The murders of Honey and Barry Sherman, the billionaire couple found dead in their Toronto home in December 2017, remains one of the country’s most perplexing unsolved crimes. In the newly published Billionaire Murders: The Mysterious Deaths of Barry and Honey Sherman, Kevin Donovan, the chief investigative reporter at the Toronto Star, reveals new details of a case he has been examining for two years. Kevin Donovan speaks with Anne Kingston about the flawed police investigation, the fractious relationships within the Sherman family, how the Shermans’ wealth has been deployed to avoid media scrutiny, and what he believes about who might have done it.

Q: Your book reveals that Toronto police weren’t contacted for almost 90 minutes after the Shermans’ bodies were found next to their indoor swimming pool. Is that kind of delay unusual in your experience?

A: It’s very unusual, and I was fixated on it for some time. As far as I can tell, the bodies are discovered, some phone calls were made and the people who made the phone calls don’t want to describe to me why they did what they did. The police are adamant they got their call at 11:44 a.m. All of my research indicates the bodies were found at 10:10 a.m.
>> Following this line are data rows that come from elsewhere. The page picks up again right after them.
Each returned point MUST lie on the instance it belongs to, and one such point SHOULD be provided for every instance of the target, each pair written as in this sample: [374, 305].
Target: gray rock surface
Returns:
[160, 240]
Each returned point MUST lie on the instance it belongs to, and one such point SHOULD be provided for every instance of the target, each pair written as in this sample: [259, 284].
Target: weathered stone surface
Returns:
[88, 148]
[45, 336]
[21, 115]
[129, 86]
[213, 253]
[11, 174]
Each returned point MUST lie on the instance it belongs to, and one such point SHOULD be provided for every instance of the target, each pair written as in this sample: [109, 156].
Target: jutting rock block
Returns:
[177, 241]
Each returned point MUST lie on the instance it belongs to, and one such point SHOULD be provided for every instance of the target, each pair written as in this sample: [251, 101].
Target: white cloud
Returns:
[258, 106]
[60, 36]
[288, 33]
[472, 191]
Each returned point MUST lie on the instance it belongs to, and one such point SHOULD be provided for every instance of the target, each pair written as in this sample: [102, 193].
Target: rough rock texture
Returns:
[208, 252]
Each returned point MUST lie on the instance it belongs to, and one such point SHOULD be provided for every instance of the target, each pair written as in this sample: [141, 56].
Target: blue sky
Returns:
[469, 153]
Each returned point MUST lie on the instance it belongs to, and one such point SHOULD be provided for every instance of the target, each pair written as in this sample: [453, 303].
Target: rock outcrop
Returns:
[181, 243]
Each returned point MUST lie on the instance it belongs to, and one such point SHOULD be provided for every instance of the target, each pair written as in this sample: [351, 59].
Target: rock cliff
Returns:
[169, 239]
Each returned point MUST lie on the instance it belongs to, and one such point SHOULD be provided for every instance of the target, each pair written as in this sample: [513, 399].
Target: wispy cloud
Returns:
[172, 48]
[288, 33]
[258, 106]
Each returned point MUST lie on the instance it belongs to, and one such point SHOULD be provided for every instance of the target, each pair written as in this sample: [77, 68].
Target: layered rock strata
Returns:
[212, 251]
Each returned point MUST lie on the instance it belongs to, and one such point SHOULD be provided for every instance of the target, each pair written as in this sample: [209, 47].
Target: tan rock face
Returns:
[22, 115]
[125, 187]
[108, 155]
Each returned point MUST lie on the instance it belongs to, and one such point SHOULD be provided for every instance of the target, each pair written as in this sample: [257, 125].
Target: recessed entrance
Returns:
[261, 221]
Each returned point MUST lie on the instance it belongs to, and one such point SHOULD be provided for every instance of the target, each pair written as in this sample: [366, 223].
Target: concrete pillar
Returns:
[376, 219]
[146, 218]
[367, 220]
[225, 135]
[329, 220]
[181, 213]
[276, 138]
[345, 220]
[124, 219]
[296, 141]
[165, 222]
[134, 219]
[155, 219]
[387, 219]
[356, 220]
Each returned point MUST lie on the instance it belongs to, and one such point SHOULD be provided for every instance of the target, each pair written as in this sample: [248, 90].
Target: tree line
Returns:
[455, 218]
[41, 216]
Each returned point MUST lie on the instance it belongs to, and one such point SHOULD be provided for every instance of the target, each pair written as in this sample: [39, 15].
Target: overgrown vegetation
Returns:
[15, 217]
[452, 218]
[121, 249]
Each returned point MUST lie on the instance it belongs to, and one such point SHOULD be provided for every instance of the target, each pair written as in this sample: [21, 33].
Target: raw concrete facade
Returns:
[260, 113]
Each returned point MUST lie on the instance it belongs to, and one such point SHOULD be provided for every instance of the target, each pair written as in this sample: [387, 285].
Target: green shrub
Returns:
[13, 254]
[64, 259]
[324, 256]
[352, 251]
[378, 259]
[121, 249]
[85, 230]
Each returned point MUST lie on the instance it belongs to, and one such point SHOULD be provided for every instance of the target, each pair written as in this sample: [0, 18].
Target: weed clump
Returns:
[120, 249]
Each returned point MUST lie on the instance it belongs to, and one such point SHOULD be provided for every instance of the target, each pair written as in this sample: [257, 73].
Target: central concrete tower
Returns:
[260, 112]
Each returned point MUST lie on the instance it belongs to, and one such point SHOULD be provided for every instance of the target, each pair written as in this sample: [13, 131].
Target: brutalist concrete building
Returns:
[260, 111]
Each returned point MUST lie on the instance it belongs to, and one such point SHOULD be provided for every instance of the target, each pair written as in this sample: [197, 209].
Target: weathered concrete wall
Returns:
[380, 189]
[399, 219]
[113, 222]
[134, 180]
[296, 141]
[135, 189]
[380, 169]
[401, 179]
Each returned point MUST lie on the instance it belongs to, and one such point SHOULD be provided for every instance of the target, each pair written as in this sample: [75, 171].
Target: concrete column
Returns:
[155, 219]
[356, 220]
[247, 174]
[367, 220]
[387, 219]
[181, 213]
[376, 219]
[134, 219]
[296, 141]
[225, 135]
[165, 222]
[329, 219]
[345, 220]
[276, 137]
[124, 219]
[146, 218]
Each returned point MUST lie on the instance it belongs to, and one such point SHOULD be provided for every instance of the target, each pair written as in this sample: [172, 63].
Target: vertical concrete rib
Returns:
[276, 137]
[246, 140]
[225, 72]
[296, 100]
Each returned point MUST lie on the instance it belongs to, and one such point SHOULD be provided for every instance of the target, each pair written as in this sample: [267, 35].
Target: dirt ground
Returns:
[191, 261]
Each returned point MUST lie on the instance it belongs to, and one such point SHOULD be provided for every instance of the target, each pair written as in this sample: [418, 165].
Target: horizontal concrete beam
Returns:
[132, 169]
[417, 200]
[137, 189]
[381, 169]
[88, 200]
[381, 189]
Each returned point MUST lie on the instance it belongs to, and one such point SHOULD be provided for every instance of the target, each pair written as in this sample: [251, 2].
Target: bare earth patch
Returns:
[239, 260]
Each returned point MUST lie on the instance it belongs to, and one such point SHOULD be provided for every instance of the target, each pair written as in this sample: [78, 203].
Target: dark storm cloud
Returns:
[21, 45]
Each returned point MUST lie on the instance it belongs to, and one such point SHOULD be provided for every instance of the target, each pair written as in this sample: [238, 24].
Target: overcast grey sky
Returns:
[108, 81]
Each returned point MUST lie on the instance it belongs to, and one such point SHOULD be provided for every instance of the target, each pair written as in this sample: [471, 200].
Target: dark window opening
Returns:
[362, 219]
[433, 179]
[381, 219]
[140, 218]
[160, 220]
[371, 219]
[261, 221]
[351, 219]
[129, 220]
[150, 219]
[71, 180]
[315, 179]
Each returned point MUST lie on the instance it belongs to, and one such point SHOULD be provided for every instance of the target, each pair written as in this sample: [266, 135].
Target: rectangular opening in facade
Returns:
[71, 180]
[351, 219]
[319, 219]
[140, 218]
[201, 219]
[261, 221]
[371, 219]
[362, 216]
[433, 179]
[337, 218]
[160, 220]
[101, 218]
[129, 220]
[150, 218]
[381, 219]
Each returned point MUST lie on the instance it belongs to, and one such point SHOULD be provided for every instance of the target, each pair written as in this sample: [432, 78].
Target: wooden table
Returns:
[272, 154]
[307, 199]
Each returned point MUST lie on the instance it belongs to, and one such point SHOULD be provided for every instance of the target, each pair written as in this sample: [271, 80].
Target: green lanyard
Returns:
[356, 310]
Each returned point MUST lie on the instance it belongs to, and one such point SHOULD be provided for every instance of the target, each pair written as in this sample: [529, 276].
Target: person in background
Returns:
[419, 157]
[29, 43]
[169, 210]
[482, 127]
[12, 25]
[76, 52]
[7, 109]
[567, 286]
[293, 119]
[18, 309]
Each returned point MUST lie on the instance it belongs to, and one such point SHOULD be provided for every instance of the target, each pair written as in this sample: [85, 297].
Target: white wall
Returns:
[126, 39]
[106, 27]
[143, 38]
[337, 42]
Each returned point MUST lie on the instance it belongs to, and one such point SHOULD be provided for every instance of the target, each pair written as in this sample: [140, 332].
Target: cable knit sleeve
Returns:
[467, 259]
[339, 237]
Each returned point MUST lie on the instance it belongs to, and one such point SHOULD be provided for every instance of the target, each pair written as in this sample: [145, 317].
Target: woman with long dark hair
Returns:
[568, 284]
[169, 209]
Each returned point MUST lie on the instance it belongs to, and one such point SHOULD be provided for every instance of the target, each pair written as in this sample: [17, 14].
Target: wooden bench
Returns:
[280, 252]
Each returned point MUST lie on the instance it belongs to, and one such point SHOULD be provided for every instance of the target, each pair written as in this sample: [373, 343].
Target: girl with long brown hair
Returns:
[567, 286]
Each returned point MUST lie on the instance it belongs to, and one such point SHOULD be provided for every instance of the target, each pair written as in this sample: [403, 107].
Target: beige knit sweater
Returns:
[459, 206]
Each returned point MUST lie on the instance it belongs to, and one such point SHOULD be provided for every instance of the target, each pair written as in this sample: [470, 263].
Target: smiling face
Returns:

Q: Toronto police never said publicly that they believed the case was a murder-suicide, though they talked about “no forced entry” and no search for suspects. You write that police sources continued to tell reporters privately that murder-suicide was the working theory, which inflamed the Shermans’ family and friends. Yet there were also reports that both Barry and Honey Sherman were found with their coats pulled back behind them, which would immobilize arm movements—and rule out murder-suicide. How could police even consider it a murder-suicide?

A: I can’t speak for Toronto police. But, as I understand it, the coats were pulled down but not enough to immobilize them. There’s also the detail about marks found on their wrists indicative of them being bound together; but those ties are removed and cannot be found. I struggle with this. How could you look at that scene and not think this was a case of double murder? The other thing I spend a lot of time trying to figure out was that [the Shermans] were in a seated position on the floor, their backs to the pool. There’s no way you could strangle yourself sitting upright like that. It’s different than jumping from a stool, like we’ve seen in the movies. There’s no fall here. So, in my opinion, there can be no murder-suicide or double-suicide.

Q: So it’s another glaring question mark?

A: Yes, one of the things I’ve been trying to get through my journey through the court process is to find out from police: “Okay, you’re not going to release documents that detail what your theory is now. But give me and the public the first six weeks when it was considered murder-suicide, and let’s see who you talked to and what made you arrive at that wrong conclusion.” There is jurisprudence out there that says media and the public can have access to other theories once they are debunked. I’ve not won that one but am working on it. The true public interest in this—and why media are interested—is “Did our municipally funded force make some mistakes? If so, it’s something that needs to be looked at? Right now, we have the chief of police saying: “My officers did a great job.”